The sounds of the ‘bush’ are special, unique and memorable, we advise against music, but if you can’t do without, please use headphones and be considerate of your fellow travelers.

Lost luggage
From time to time, your luggage may not arrive with you. Inconvenient as this is, there are a couple of things that you can do. Make sure you take one or two changes of clothes and some basic toiletries in your hand luggage (including any medication you can’t do without) so that you can survive until your bags catch up.
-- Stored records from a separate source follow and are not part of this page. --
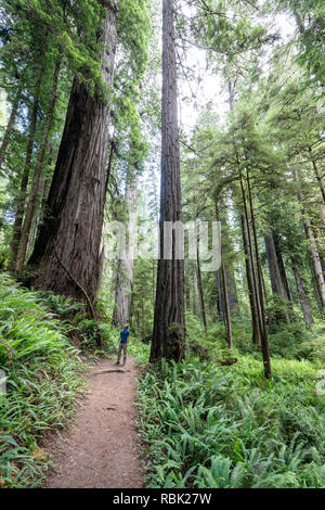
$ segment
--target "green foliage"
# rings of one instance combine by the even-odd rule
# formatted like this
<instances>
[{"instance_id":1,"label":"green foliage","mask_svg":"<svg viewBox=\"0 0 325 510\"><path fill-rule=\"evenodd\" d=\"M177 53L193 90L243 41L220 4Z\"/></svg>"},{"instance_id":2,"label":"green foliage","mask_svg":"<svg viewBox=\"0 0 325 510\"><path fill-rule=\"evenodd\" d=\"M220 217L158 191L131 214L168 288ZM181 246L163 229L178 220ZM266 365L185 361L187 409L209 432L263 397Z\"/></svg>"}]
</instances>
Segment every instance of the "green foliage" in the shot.
<instances>
[{"instance_id":1,"label":"green foliage","mask_svg":"<svg viewBox=\"0 0 325 510\"><path fill-rule=\"evenodd\" d=\"M37 442L44 431L64 426L84 391L78 375L84 365L63 329L43 296L0 276L0 368L6 375L6 393L0 395L0 485L41 483L48 458L36 455Z\"/></svg>"},{"instance_id":2,"label":"green foliage","mask_svg":"<svg viewBox=\"0 0 325 510\"><path fill-rule=\"evenodd\" d=\"M162 362L138 382L148 487L324 487L324 397L307 361Z\"/></svg>"}]
</instances>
If you are heading to a remote area at the start of your safari, it may take 3-4 days for your luggage to reach you, although we’ll do all we can to get it to you as soon as possible. Report it immediately at the airport and then let us know so that we can help to follow up and reunite you with your things.


Tipping guidelines
You should only tip if you genuinely feel that the service you have received warrants it. Tips for camp staff are normally handed to the manager who distributes them equally at the end of the month. We’re often asked for a guideline and while this depends very much on how you feel, we’d suggest around US$10 per guest per night at each camp. It is quite normal to tip your guide or ranger separately using the same guidelines (around US$10 per person per night). Equally it’s not unusual for families to pitch it slightly below this figure given they’re travelling as a group and these amounts can quickly add up. This is entirely discretionary, different cultures approach this issue in varying ways so please don’t feel pressured to contribute more than you’re comfortable with.


Please be careful when photographing public buildings, airports, bridges, the national flag and people in uniform. If you do not get permission then do not take a picture. If in doubt,don’t photograph it!
Please make sure permission has been sought before photographing local people, and their villages. They may charge for pictures to be taken. Please check with your guide.